Aside from the extended existential identity crisis Grant Shappsappears trapped in and the shocking revelations that Ed Miliband had sexualintercourse with an attractive woman before he met his wife, the 2010 political highlight of last week was the BBC debate.  There was an odd feel to this one.  With David Cameron refusing to attend – an action which if he was seeking any other job than Prime Minister would have seen, under the rules he introduced, his job seekers allowance cut for not actively trying to gain employment – and BBC seemingly forgetting to invite Nick Clegg the balance ended up with Farage on, appropriately, the far right of the stage attempting to debate four varying levels of left leaning parties.  The debate ended with Natalie Bennet, Nicola Sturgeon and Leanne Wood enjoying a group hug before shaking Miliband’s hand while Farage stood alone, the little boy who smelt of wee and nobody would play with.

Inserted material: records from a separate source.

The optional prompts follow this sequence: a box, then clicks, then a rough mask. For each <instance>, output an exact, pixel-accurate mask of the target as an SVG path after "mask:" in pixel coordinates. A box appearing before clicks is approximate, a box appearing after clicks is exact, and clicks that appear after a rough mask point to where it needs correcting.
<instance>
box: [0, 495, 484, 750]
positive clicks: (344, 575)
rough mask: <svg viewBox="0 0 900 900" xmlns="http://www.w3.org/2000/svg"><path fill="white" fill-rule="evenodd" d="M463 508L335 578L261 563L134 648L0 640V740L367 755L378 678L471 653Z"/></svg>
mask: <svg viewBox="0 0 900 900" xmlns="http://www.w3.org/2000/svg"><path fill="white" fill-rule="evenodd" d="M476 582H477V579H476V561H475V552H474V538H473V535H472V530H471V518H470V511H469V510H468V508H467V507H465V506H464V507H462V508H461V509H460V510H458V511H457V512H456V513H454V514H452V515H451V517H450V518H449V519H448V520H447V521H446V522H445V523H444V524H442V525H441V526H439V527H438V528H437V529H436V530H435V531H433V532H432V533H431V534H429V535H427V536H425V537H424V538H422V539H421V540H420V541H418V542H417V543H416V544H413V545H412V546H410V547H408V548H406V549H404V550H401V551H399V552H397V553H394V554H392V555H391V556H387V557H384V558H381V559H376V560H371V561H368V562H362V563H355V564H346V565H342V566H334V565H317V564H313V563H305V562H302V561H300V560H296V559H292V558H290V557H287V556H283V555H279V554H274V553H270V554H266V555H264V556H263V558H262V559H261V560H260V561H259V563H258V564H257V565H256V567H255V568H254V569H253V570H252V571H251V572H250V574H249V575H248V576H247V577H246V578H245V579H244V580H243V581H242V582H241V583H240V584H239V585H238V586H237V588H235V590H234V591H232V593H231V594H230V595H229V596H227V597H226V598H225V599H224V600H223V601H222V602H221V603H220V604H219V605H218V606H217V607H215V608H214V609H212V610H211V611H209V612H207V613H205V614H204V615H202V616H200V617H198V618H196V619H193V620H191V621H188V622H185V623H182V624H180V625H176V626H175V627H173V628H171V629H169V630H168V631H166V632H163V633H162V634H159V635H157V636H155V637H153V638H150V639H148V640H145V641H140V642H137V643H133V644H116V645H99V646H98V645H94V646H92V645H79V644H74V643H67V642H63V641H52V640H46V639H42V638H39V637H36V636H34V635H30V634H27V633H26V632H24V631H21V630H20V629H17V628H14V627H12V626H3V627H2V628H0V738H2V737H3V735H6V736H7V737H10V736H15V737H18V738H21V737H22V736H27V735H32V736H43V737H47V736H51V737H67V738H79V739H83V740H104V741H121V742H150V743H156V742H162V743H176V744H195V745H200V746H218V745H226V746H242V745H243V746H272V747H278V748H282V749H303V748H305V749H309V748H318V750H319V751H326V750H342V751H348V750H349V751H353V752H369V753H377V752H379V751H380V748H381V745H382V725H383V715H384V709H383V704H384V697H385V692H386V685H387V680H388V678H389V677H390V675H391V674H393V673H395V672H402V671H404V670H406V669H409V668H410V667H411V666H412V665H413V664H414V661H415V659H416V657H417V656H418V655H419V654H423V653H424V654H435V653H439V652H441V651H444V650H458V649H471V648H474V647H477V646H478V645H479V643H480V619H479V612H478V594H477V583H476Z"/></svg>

In complete fairness to Farage, with the Tories absent and the centre ground of the Lib Dems not represented this was not a true representation of the country’s political landscape.  However, his attempt to dismiss the audiences’ negative reaction as being because they were specially selected by the left-biased BBC was ridiculous.  The BBC is renowned world-wide as an impartial news source.  You only have to look to the USA (or almost every other country in the world) to see what partisan reporting and political presentation is like.

Here’s the thing, Farage: Possibly the audience was selected, by the independent polling company, to be representative of the parties debating.  Or, it could be that everyone appears rabidly left-wing compared to UKIP.  Or, just maybe, it could be that believing in a fair, equal and just society for all is how most people think.

The country is a very different place to what it was in 1979.  In many ways it is better: a fairer, more tolerant society, but much of that came through thirteen years of Labour government easing a relaxing of attitudes to difference.  Many of the so-called improvements just look shinier on the surface.  People still moan about the trains; power costs are spiralling again only we’re paying for it direct rather than through taxation; infrastructure is creaking at the edges and a cavalier financial sector plays high stakes poker with the whole economy. 

There are many things we can do to improve our country, to improve the society in which we live.  Leaving Europe will not help.  All it will do is leave us isolated, poorer, inward looking and still mourning for a perfect life in a past that never really existed.